Cell differentiation in submerged conditions. Typical cyst-like structures formed by unstirred suspensions of strain Ax3 (normal) or phyA^– cells under the atmosphere of O₂ percentage and for the duration indicated. (A) An Ax3 aggregate formed in 100% O₂ was imaged by phase contrast (above), or epifluorescence microscopy in the presence of Calcofluor White ST (below) to reveal cell walls of terminally differentiated stalk cells at the aggregate surface. (B) Visualization of the interior of Ax3 and phyA^– aggregates using multiphoton confocal fluorescence microscopy in the presence of Calcofluor. (C) Aggregates of Ax3 or phyA^– cells formed under 40% O₂ were squashed by applying vertical pressure to the cover slip, expelling some of the cellular contents resulting in wrinkling of the aggregate surface (evident as concentric folds appearing as rings).

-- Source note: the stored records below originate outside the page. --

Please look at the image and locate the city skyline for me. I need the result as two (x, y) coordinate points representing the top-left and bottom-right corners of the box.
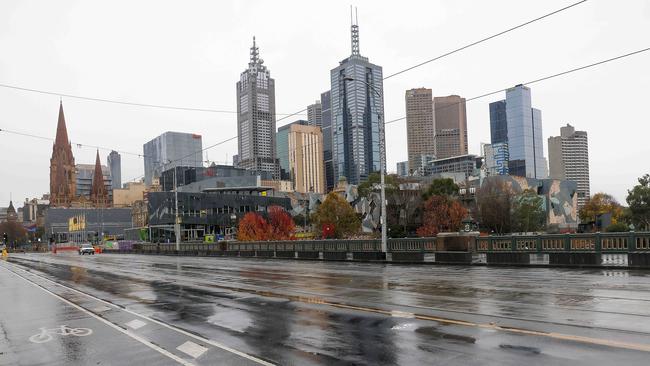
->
(0, 2), (650, 203)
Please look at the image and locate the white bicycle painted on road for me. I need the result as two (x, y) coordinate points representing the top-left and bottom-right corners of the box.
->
(29, 325), (93, 343)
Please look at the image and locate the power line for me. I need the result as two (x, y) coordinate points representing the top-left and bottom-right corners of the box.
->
(384, 0), (587, 80)
(384, 47), (650, 124)
(0, 84), (306, 115)
(0, 128), (144, 157)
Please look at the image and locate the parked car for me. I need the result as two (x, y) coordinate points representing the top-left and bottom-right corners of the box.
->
(79, 244), (95, 255)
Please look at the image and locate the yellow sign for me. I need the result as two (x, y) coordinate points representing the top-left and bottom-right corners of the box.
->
(68, 214), (86, 232)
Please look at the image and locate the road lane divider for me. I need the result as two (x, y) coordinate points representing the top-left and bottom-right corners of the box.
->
(1, 266), (194, 366)
(0, 263), (275, 366)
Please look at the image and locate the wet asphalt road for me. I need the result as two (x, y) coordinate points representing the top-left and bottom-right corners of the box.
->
(0, 254), (650, 365)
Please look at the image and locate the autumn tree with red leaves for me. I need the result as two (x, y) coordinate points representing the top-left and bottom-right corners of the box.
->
(237, 206), (296, 241)
(417, 195), (467, 237)
(269, 206), (296, 240)
(237, 212), (270, 241)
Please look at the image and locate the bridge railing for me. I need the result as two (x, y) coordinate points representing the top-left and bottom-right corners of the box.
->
(476, 232), (650, 254)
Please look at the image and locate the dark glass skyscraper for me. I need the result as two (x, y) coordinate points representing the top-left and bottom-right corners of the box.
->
(332, 14), (384, 184)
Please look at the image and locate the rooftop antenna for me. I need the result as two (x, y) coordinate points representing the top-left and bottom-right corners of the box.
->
(350, 5), (359, 56)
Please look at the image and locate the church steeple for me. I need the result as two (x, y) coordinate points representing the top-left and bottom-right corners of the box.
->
(50, 102), (77, 207)
(90, 150), (108, 207)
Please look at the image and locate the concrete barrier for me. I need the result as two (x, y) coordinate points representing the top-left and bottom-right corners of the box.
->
(323, 252), (348, 261)
(627, 252), (650, 268)
(548, 252), (602, 266)
(486, 252), (530, 264)
(435, 252), (472, 264)
(298, 252), (320, 259)
(391, 252), (424, 262)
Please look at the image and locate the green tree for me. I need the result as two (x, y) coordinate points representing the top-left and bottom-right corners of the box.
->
(625, 174), (650, 230)
(578, 192), (623, 224)
(311, 192), (361, 238)
(476, 179), (513, 234)
(605, 222), (630, 233)
(512, 189), (546, 232)
(423, 178), (458, 201)
(357, 173), (400, 197)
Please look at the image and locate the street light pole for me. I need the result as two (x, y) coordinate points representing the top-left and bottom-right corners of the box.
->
(343, 76), (388, 253)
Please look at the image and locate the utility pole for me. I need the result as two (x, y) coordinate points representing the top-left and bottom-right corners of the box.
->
(173, 167), (181, 252)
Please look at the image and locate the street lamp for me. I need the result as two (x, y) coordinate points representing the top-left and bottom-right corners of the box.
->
(343, 76), (388, 253)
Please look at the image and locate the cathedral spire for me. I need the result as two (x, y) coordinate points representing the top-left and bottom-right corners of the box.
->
(350, 5), (360, 56)
(54, 101), (70, 146)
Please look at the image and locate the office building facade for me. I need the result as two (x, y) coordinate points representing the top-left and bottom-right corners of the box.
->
(433, 95), (467, 159)
(330, 14), (385, 184)
(320, 90), (336, 192)
(106, 151), (122, 189)
(237, 37), (280, 179)
(143, 131), (203, 186)
(490, 85), (548, 179)
(548, 124), (590, 210)
(405, 88), (436, 173)
(307, 100), (323, 127)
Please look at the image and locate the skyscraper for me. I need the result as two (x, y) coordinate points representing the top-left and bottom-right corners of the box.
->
(490, 84), (548, 179)
(278, 121), (327, 193)
(548, 124), (590, 209)
(320, 90), (336, 192)
(307, 100), (323, 127)
(237, 37), (280, 179)
(330, 12), (385, 184)
(433, 95), (467, 159)
(106, 151), (122, 189)
(142, 131), (203, 186)
(406, 88), (436, 173)
(50, 102), (76, 207)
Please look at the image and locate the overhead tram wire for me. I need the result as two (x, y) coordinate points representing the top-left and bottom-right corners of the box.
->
(383, 0), (587, 80)
(0, 128), (144, 157)
(0, 84), (304, 115)
(0, 0), (587, 179)
(384, 47), (650, 124)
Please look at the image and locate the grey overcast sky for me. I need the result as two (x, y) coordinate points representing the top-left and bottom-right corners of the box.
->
(0, 0), (650, 206)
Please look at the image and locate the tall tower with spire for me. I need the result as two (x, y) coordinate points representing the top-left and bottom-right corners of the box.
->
(330, 11), (385, 184)
(237, 37), (280, 179)
(90, 150), (110, 207)
(50, 102), (76, 207)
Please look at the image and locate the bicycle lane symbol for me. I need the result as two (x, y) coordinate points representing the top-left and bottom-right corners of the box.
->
(29, 325), (93, 343)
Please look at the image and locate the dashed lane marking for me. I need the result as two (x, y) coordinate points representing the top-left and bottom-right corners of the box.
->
(0, 263), (275, 366)
(2, 266), (194, 366)
(126, 319), (147, 329)
(176, 341), (208, 358)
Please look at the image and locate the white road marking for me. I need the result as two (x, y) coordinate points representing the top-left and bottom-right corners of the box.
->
(390, 310), (415, 319)
(126, 319), (147, 329)
(92, 305), (111, 313)
(176, 341), (208, 358)
(2, 266), (194, 366)
(1, 263), (275, 366)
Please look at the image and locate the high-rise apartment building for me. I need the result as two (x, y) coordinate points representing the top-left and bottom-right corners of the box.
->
(548, 124), (590, 209)
(320, 90), (336, 192)
(307, 100), (323, 127)
(397, 161), (409, 177)
(142, 131), (203, 186)
(106, 151), (122, 189)
(237, 37), (280, 179)
(433, 95), (467, 159)
(406, 88), (436, 173)
(277, 121), (327, 193)
(490, 85), (548, 179)
(330, 14), (386, 184)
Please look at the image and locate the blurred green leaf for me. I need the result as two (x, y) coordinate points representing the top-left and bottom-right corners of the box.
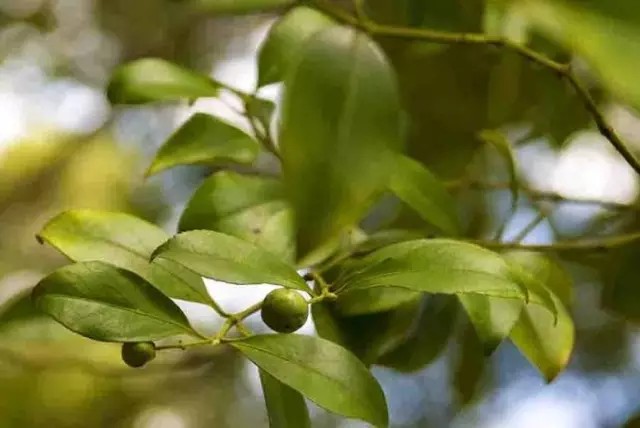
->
(602, 246), (640, 322)
(389, 155), (460, 236)
(147, 113), (260, 176)
(151, 230), (309, 291)
(478, 130), (519, 209)
(354, 229), (425, 254)
(32, 261), (197, 342)
(452, 323), (485, 406)
(335, 287), (421, 316)
(38, 210), (211, 304)
(178, 171), (295, 260)
(258, 6), (335, 87)
(192, 0), (296, 13)
(281, 27), (401, 262)
(335, 239), (525, 299)
(260, 370), (311, 428)
(505, 251), (575, 382)
(459, 294), (524, 354)
(520, 0), (640, 108)
(312, 294), (421, 365)
(230, 334), (389, 428)
(376, 295), (457, 373)
(107, 58), (220, 104)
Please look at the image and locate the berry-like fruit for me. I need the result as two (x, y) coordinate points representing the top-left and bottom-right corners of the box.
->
(122, 342), (156, 367)
(260, 288), (309, 333)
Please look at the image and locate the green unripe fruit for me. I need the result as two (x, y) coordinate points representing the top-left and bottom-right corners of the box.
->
(260, 288), (309, 333)
(122, 342), (156, 367)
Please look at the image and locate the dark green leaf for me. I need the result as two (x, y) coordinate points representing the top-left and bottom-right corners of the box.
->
(459, 294), (524, 354)
(107, 58), (220, 104)
(389, 155), (460, 235)
(479, 130), (519, 209)
(506, 251), (575, 382)
(260, 370), (311, 428)
(179, 171), (295, 260)
(281, 27), (402, 260)
(336, 239), (525, 299)
(147, 113), (260, 176)
(522, 0), (640, 108)
(354, 229), (425, 254)
(230, 334), (389, 427)
(38, 210), (211, 304)
(312, 295), (421, 365)
(258, 6), (334, 87)
(152, 230), (309, 291)
(453, 324), (485, 406)
(32, 262), (197, 342)
(376, 295), (458, 373)
(335, 287), (421, 316)
(192, 0), (296, 13)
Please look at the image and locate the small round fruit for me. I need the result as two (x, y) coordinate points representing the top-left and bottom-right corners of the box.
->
(122, 342), (156, 367)
(260, 288), (309, 333)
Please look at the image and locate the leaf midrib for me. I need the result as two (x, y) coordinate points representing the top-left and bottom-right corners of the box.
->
(235, 342), (378, 420)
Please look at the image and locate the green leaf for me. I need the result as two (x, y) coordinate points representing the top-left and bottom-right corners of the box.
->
(353, 229), (425, 254)
(32, 261), (197, 342)
(452, 324), (485, 406)
(107, 58), (220, 104)
(312, 294), (421, 365)
(478, 130), (519, 209)
(335, 239), (525, 299)
(335, 287), (422, 316)
(389, 155), (460, 236)
(260, 370), (311, 428)
(147, 113), (260, 176)
(459, 294), (524, 355)
(376, 295), (458, 373)
(229, 334), (389, 427)
(602, 245), (640, 323)
(178, 171), (295, 260)
(281, 27), (402, 260)
(38, 210), (211, 304)
(521, 0), (640, 108)
(151, 230), (309, 291)
(258, 6), (335, 87)
(193, 0), (296, 13)
(505, 251), (575, 382)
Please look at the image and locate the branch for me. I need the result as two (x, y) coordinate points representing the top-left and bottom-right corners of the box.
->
(312, 0), (640, 174)
(476, 232), (640, 253)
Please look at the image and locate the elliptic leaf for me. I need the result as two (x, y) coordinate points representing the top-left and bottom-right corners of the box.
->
(281, 26), (402, 261)
(260, 370), (311, 428)
(522, 0), (640, 108)
(258, 6), (334, 87)
(229, 334), (389, 427)
(193, 0), (296, 13)
(389, 155), (460, 235)
(376, 295), (458, 373)
(32, 262), (197, 342)
(147, 113), (260, 176)
(152, 230), (309, 291)
(38, 210), (211, 304)
(506, 251), (575, 382)
(178, 171), (295, 260)
(336, 239), (526, 299)
(107, 58), (220, 104)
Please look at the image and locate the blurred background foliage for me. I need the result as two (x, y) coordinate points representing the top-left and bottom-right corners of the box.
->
(0, 0), (640, 428)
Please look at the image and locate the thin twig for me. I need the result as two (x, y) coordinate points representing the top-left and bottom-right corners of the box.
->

Cells were imaged for Calcofluor fluorescence. (D, E) Aggregates formed under 100% O₂ (D) or 40% O₂ (E) were similarly imaged, but exposure was adjusted to show fluorescence of expelled cells (absent in panel C), resulting in overexposure of the stalk cell-rich case. The point of emergence (rupture) of interior cells is indicated in panel E. (F) Spore coat formation. Spores from normal fruiting bodies developed at an air-water interface, and from submerged cultures maintained for 3 d under 70% O₂, were compared by immunofluorescence labeling with mAb 83.5, which recognizes the fucose epitope predominantly on the spore coat proteins SP96 and SP75. Spores were labeled before or after extraction with urea/2-mercaptoethanol to permeabilize the coat. Control samples lacking mAb 83.5 exhibited only dim internal fluorescence (not shown).